If you have a question or issue with MNE-Python, please include the following info:
MNE-Python version: 0.23
operating system: Windows 10
Greetings everyone,
My dataset contains 20 EEG channels which I rescaled from µV to V (1e-6). It also contains data of another 3 channels (ECG, R, GSR) which was collected using the NeXus-10 system.
The ECG sensor had a resolution/bit of .012215 µV and a range of -100mV to +100mV.
The R sensor had a resolution/bit of .2384186 µV and a range of -2.0V to +2.0V.
The GSR sensor had a resolution/bit of .2384186 µV and a range of -2.0V to +2.0V.
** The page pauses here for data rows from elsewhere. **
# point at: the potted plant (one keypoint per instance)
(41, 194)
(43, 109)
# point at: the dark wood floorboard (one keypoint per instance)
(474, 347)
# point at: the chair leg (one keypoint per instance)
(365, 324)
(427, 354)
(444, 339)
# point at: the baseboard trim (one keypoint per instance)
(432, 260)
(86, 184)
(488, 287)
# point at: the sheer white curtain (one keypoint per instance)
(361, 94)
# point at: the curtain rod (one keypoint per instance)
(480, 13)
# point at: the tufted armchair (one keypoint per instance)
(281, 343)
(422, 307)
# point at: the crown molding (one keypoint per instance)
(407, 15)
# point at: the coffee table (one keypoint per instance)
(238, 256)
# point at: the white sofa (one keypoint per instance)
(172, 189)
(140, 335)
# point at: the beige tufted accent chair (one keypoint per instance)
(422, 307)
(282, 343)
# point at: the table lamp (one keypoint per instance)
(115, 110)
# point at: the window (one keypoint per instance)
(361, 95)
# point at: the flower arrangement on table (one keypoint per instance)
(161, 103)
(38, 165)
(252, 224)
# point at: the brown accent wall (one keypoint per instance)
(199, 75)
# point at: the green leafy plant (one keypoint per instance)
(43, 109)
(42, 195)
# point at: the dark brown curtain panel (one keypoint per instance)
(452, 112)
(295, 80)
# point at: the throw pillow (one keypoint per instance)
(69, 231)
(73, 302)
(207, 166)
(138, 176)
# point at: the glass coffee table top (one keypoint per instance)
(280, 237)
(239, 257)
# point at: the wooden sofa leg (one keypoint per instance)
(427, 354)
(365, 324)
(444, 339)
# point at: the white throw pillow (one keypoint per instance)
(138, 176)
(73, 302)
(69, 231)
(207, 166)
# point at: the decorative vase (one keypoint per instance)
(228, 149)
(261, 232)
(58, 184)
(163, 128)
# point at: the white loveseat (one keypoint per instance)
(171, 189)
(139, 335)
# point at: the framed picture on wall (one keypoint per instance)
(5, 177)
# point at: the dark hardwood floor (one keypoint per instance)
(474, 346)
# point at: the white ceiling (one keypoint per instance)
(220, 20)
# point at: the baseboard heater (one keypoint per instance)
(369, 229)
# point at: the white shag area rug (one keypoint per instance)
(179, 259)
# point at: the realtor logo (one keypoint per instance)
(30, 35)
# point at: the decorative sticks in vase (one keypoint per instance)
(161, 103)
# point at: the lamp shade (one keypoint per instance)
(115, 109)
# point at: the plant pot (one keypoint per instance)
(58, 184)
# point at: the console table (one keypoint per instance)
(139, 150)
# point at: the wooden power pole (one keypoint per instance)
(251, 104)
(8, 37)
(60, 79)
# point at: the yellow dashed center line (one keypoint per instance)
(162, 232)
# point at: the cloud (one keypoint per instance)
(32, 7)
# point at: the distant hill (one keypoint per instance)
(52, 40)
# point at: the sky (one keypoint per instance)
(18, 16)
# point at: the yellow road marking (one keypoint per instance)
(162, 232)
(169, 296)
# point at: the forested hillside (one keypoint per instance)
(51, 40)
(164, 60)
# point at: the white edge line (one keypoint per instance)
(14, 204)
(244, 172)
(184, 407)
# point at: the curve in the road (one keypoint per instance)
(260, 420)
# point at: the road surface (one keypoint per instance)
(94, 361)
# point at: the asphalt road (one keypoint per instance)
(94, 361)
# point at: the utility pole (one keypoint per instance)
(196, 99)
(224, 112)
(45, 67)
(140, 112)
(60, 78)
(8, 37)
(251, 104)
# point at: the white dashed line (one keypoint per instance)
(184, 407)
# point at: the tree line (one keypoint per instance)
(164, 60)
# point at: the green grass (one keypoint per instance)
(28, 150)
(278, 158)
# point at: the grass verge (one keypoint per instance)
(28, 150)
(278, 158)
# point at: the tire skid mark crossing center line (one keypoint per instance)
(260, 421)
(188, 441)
could you advise me on how to rescale them properly?
Another question:
How could I create a raw object that contains EEG data collected at a sample rate of 256 Hz and ECG, R, and GSR data collected at a sample rate of 128 Hz (i.e., What the sfreq will be in the raw object)
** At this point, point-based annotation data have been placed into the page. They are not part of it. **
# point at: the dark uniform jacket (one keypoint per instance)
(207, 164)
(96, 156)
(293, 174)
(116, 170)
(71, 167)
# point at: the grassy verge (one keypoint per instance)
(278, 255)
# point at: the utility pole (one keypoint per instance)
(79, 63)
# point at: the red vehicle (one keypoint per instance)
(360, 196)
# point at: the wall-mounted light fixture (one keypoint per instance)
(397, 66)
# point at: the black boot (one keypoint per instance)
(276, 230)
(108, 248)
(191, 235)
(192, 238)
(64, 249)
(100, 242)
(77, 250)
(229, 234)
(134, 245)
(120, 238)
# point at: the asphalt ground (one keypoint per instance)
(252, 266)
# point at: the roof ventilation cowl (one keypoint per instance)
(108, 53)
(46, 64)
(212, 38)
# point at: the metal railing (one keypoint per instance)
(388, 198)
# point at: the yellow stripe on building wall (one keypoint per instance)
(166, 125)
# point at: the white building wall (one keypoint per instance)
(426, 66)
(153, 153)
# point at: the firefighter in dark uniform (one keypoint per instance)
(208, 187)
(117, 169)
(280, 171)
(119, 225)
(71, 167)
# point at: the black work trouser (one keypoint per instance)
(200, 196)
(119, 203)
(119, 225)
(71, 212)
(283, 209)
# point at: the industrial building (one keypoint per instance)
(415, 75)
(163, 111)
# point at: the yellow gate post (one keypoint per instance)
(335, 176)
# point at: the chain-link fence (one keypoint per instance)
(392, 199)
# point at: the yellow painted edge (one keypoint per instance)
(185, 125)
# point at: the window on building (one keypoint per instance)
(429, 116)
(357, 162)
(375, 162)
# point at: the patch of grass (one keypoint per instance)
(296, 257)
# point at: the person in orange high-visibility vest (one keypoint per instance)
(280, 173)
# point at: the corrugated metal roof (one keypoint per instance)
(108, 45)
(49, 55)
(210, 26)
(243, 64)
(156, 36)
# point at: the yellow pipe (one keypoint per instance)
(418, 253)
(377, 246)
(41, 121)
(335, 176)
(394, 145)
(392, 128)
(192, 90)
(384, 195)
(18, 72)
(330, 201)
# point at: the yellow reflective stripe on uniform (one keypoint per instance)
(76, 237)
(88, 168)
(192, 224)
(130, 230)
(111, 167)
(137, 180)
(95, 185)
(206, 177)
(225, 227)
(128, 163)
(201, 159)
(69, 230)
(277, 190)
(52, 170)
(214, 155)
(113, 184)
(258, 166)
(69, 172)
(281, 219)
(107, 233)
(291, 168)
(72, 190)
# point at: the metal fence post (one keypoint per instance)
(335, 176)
Below is what the plot of my raw object looks like:
My understanding is that there can only be a single sampling frequency for a Raw object. You can first create separate Raws and then resample to have the same sampling frequency. Then, you can create a new Raw object that contains the resampled data of all individual Raws.
I only converted the EEG and ECG data from µV to V by multiplying the data with (1e-6) and left R and GSR unconverted because I believe the unit is AU. Is this the correct way or do I have to rescale them when you look at the figure?
Hello, the respiratory signal seems to be within a reasonable range. I’m not sure about the GSR signal though – the default scaling that MNE assumes doesn’t seem to match your data very well, according to the above figure?
btw if it’s just a matter of visualization, you can also pass a scalings parameter to Raw.plot() to supply custom scalings!